Il ne tient plus. Son corps se laisse porter au sol, et laisse le sommeil l'emporter, —loin de ce cauchemar...

Il se réveille soudain. Son estomac crie à nouveau. Il se sent terriblement agacé. Énervé. La salive lui monte à la bouche, et il n'a qu'une envie, c'est de sauter la tête dans l'eau pour y récupérer un poisson. Quitte à le choper à pleine dent.

Par réflexe, il cherche sa sauveuse dans un dernier éclat d'espoir. Mais il a beau chercher partout, il n'y a rien, ni personne.

Elle m'a vraiment laissé là...

Son instinct le pousse à s'approcher du précipice. De regarder, d'observer rapidement ce qui l'entoure. Pour que le chemin se trouve, se dessine. Qu'il puisse descendre, et manger. Il n'a que ça en tête. Une impulsion le pousse à y aller.

Avant de partir, il pense à prendre son sac, mais le livre s'est retrouvé par terre. Alors qu'il le ramasse pour le mettre dans le sac, il remarque qu'il est ouvert. La page indique la marche à suivre pour escalader. Il croit rêver. Est-ce elle, quelque part, qui est revenue pendant qu'il dormait ? Se joue-t-elle de lui ?

Il passe par des dizaines d'émotions. Entre soulagement, inquiétude, doute et colère. C'est la naïveté qui prend le dessus. Pour lui, ça ne peut pas être une coïncidence, il en est persuadé. Elle est là, elle le suit du regard, quelque part.

Survient alors, un excès de confiance. Extrême. Qui le mène au bord. Le sac sur son dos, il dévoile un sourire ; un tantinet nerveux.

Je vais lui montrer ce que je sais faire...

Néanmoins, il n'a jamais fait ça. Ce qui est normal, personne ne laisse un enfant sans protection faire de l'escalade. Il n'est même pas en rappel. Sa mère la guerrière aurait pu finir par lui imposer cet entraînement. À cette pensée il ricane.

Il se place finalement en tailleur. Lisant avec attention les pages du guide. Si c'était un test, autant garder ses chances de le réussir, non ?

L'avantage du petit, c'est que sa mémoire est exceptionnelle. Elle est eidétique. Cela veut dire, qu'il enregistre de grandes quantités d'informations, d'une précision d'orfèvre. C'est une encyclopédie sur pattes.

Quelques minutes suffisent. Il ferme le livre. S'approche du bord. Il s'accroche aux extrémités. Puis laisse un pied glisser, pour tenter de trouver un appui. Lorsqu'il sent la roche être ferme, il y va. Il réitère de l'autre.

Chaque fois qu'il glisse lentement sur la paroi, son cœur accélère. Alors pour éviter de stresser, il récite le vocabulaire du guide.

- Les "bacs" sont de grandes prises.

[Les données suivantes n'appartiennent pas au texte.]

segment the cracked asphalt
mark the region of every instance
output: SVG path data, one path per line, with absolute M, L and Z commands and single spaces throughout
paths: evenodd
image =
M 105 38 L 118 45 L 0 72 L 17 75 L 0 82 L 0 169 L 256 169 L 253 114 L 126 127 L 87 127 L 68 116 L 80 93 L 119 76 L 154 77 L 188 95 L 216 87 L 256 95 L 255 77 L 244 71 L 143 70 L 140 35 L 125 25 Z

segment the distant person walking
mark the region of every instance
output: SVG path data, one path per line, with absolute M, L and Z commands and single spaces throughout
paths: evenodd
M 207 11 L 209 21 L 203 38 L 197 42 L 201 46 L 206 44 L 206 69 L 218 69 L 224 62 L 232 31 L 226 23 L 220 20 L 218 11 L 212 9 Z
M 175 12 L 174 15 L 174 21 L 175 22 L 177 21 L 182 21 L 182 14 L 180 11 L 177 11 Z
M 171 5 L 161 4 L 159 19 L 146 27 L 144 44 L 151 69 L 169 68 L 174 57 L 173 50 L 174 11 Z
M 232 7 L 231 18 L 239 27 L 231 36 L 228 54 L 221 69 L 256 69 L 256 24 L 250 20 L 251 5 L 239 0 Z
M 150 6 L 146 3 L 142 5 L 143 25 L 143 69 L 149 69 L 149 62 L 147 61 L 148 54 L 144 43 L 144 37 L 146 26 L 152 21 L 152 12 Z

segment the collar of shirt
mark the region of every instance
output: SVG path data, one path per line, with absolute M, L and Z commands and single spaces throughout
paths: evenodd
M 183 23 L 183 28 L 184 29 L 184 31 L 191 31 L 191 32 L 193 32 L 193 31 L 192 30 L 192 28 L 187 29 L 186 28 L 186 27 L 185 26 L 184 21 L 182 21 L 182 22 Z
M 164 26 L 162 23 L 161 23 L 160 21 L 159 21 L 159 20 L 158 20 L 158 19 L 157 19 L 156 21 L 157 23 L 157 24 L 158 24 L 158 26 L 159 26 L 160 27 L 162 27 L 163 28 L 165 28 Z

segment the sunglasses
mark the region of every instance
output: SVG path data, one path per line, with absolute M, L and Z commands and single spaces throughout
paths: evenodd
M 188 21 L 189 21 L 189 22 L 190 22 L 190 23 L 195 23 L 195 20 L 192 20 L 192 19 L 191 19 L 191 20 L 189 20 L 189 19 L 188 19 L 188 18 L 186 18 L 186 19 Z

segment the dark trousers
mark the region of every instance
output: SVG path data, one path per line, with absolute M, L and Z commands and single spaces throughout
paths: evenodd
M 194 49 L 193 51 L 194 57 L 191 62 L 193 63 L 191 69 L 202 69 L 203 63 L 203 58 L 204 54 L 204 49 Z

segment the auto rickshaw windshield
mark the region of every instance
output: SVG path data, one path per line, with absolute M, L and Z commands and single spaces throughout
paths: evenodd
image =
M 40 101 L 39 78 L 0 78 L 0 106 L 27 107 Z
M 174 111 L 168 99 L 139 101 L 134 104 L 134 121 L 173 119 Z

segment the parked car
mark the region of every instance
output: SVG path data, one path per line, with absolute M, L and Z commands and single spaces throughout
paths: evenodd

Elles sont idéales, on peut même y mettre ses deux mains...

Il prends le temps de ressentir. Tâtonner plusieurs fois. Il balade ses pieds le long de la paroi. Ses jambes ressentent le poids de la gravité. Sa pression, son attraction. Une douleur pèse sur lui, autant qu'un vertige. Mais il décide de continuer. Il s'assure toujours que sa prise est bonne. Dès qu'elle l'est, il hésite. Il doute. Il se rappelle ce qu'il est en train de faire. Mais se souvient de ce qu'il lui reste à accomplir.

Dans un monde comme ça, si je ne suis même pas capable de faire ça, je pourrai rien faire pour les aider. De toute façon s'il y a quelque chose, elle sera là pour me rattraper.

Il est face à la roche, ce qui l'empêche de regarder en bas. Mais il est maintenant suspendu au vide. Chaque accroche est un soulagement. Une infime réussite est une fête. Une victoire. Un petit pas pour l'homme, un grand pas pour le garçon.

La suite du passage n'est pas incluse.